We’ll see how this goes…

---

RESULTS

This actually completed, and in a reasonable (relatively) amount of time (2 weeks)!

All files were rsync’d to my folder on Gannet.

Output directory:

• 20181127_oly_maker_genome_annotation/

Here are some of the key output files:

MAKER Protein FastA

• 20181127_oly_maker_genome_annotation/Olurida_v081.all.maker.proteins.fasta(9.3MB)

MAKER Transcripts FastAs

• 20181127_oly_maker_genome_annotation/Olurida_v081.all.maker.transcripts.fasta (28MB)

Initial MAKER Run GFF3

• 20181127_oly_maker_genome_annotation/Olurida_v081.maker.all.noseqs.gff (1.1GB)

2^nd MAKER Run GFF (after 1^st SNAP)

• 20181127_oly_maker_genome_annotation/snap01/20181127_oly_genome_snap01.all.noseqs.gff (1.2GB)

3^rd MAKER Run GFF (after 2^nd SNAP)

• 20181127_oly_maker_genome_annotation/snap02/20181127_oly_genome_snap02.all.noseqs.gff

So, what to do with all of this?

Firstly, I’ve learned a lot about how all of this should work and recently discovered this remarkably informative GitHub Gist that walks through the process of annotating a snake genome:

• In-depth description of running MAKER for genome annotation.

The post above provides details on how to speed the process up (hint: use GFFs for subsequent MAKER rounds to avoid repeated BLAST-ing.
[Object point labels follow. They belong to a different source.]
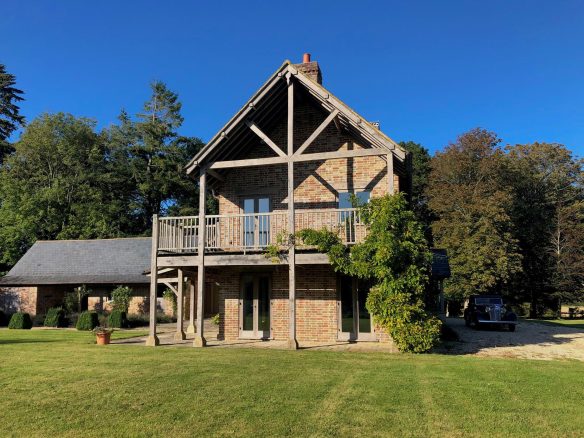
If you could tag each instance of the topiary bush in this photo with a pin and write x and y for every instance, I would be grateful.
(117, 319)
(20, 320)
(55, 317)
(87, 321)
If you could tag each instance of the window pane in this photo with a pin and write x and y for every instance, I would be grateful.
(345, 200)
(248, 222)
(247, 299)
(364, 317)
(264, 221)
(264, 305)
(263, 205)
(248, 206)
(364, 197)
(347, 305)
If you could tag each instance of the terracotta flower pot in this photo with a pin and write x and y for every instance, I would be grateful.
(103, 338)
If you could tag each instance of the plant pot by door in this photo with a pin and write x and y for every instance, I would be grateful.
(103, 338)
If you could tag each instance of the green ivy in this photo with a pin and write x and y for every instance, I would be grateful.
(396, 258)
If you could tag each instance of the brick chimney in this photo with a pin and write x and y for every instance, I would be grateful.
(310, 68)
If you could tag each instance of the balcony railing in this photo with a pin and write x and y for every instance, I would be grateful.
(254, 232)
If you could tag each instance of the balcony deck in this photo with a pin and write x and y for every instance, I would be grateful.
(253, 233)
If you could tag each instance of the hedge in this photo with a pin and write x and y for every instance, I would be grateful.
(87, 321)
(20, 320)
(117, 319)
(55, 317)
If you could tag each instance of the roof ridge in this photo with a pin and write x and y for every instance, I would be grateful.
(92, 240)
BLAST-ing is one of the slowest parts of the process.) and provides some explanations of how to evaluate the process, as well as how to run BUSCO/Augustus.
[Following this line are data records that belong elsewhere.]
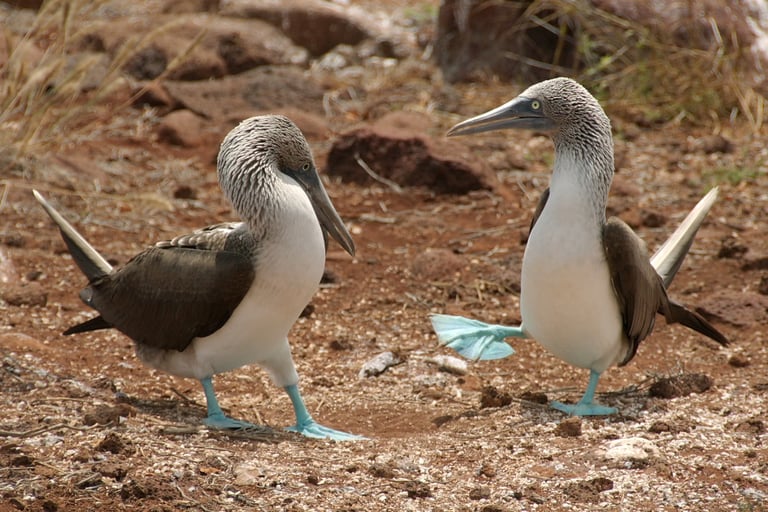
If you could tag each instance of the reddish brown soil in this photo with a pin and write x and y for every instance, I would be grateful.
(431, 445)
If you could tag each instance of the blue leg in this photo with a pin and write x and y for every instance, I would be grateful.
(308, 427)
(216, 417)
(586, 406)
(474, 339)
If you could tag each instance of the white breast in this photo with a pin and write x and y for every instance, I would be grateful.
(567, 302)
(290, 266)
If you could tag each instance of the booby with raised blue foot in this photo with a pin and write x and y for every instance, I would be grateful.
(589, 292)
(227, 295)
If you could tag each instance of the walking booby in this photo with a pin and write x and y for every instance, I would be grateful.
(227, 295)
(589, 293)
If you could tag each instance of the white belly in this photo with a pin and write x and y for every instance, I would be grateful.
(567, 302)
(290, 266)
The 3^rd MAKER Run GFF should contain the most refined gene models. This GFF has individual genes, coding sequences (CDS), mRNAs, and proteins. However, it’s a good idea to load all three GFFs in a genome browser and see how they compare.

A run through BUSCO/Augustus gene prediction should refine these models even further and seems to be the standard practice when annotating genomes.

Additionally, the protein FastA file needs to be subject to BLASTp, as well as run through InterProScan to actually assign functions to the genome.

Finally, MAKER can put all this together and create better sequence ID info in the FastA files and the GFFs (will create NCBI-standardized sequence IDs).